Paula Schneider’s trying to move American Apparel Inc. beyond Dov Charney.

The chief executive officer held a call with Wall Street Tuesday to both introduce herself and frame her leadership of the company.

“The purpose of this call is not to discuss previous management, but to talk about the future and how we can help the company grow,” said Schneider, who took the helm this month.

That’s a reference to founder Charney, who was ousted as ceo last year amid allegations of misconduct. Charney is threatening legal action over his firing and still trying to regain a toehold at the firm.

While Schneider tried to mark a clean break from Charney’s leadership, she also lauded many aspects of what he built.

“American Apparel is one of the most recognizable brands in the world,” she said in a late afternoon conference call with analysts.

To capitalize on that recognition, the company will base its strategy going forward on four priorities.

First, Schneider said she would look to firm up operations with strong business fundamentals, pointing specifically to planning and forecasting, product development, the rationalization of stockkeeping units, marketing, sales and the supply chain.

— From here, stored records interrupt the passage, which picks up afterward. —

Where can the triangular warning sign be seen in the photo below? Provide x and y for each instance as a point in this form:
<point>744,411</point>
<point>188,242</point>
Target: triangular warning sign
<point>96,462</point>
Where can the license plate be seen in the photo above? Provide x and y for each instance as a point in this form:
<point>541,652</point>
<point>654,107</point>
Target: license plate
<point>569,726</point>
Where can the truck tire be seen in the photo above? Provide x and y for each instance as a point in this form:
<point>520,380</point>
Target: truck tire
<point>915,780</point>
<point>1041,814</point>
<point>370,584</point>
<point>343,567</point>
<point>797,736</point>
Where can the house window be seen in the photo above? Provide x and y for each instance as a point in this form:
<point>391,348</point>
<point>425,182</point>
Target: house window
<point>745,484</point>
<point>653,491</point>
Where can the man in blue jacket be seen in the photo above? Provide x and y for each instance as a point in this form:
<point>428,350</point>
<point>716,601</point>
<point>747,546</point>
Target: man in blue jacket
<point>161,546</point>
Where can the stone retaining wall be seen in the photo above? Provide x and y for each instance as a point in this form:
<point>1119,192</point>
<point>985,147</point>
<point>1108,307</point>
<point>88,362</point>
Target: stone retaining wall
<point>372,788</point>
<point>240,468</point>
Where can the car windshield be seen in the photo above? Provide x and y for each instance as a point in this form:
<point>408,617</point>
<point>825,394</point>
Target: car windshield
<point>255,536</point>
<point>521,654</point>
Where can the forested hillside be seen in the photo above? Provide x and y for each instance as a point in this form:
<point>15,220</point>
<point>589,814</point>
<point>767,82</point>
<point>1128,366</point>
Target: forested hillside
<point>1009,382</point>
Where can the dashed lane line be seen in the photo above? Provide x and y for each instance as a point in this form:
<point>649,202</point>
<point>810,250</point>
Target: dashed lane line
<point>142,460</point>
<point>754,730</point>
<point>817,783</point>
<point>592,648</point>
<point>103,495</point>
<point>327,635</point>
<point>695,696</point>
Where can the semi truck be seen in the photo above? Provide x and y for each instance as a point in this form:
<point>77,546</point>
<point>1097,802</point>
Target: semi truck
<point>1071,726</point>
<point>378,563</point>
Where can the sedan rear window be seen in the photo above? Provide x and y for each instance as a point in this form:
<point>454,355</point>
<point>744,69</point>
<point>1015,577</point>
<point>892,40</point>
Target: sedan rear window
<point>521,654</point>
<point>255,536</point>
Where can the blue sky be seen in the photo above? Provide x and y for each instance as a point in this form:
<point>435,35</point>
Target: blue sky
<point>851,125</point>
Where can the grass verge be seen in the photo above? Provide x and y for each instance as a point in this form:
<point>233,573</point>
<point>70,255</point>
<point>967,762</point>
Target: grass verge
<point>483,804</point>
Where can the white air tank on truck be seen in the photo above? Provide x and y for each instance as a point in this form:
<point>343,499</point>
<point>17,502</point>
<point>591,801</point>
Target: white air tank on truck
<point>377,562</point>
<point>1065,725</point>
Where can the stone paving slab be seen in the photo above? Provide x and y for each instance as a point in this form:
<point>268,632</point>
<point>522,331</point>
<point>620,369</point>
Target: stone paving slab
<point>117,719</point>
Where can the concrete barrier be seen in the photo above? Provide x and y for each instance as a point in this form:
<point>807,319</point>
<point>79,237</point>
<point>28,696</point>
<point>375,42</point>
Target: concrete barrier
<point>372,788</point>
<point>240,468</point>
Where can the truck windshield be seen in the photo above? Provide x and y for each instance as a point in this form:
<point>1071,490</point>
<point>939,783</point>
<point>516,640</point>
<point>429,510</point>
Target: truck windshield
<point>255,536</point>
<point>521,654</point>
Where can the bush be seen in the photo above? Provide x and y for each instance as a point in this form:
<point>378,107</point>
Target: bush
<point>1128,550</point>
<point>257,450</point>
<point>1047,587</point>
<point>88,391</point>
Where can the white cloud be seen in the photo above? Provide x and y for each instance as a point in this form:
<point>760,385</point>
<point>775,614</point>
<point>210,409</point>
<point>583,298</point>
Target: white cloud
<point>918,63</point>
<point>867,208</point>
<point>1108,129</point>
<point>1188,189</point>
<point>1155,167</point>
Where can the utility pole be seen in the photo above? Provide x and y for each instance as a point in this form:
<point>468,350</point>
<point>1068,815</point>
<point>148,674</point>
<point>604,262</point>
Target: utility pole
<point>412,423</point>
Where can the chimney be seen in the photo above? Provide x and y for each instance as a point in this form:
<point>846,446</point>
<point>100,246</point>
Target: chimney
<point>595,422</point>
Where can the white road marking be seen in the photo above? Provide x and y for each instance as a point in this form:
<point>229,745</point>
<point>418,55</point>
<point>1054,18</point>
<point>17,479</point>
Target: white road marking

Secondly, the ceo plans to invest in the brand. “It’s an incredible brand,” she said. “It’s about fun. It’s about youth. It’s about freedom. It always has been and always will be about social commentary. This brand gives a voice to everyone, from the 5,000 workers in our L.A. factory to all the people who wear our clothes. To me, it’s a call to action.”

The hope is that improvement in those two areas will lead to improvements in the other two areas: driving earnings and building a strong liquidity profile.

“Many of the short-term challenges say less about the underlying strength of the brand and more about the lack of strong fundamentals,” she said.

The question is whether Schneider will have a chance to see her plan through or if the company’s backers and board will decide to sell. John Howard’s Irving Place Capital last year said it might pay as much as $1.40 a share, or $245 million, to buy the company, once it got a look at its private books.

Investors are taking the cautious approach. Shares of the firm inched up 1.3 percent to 87 cents before the call on Tuesday.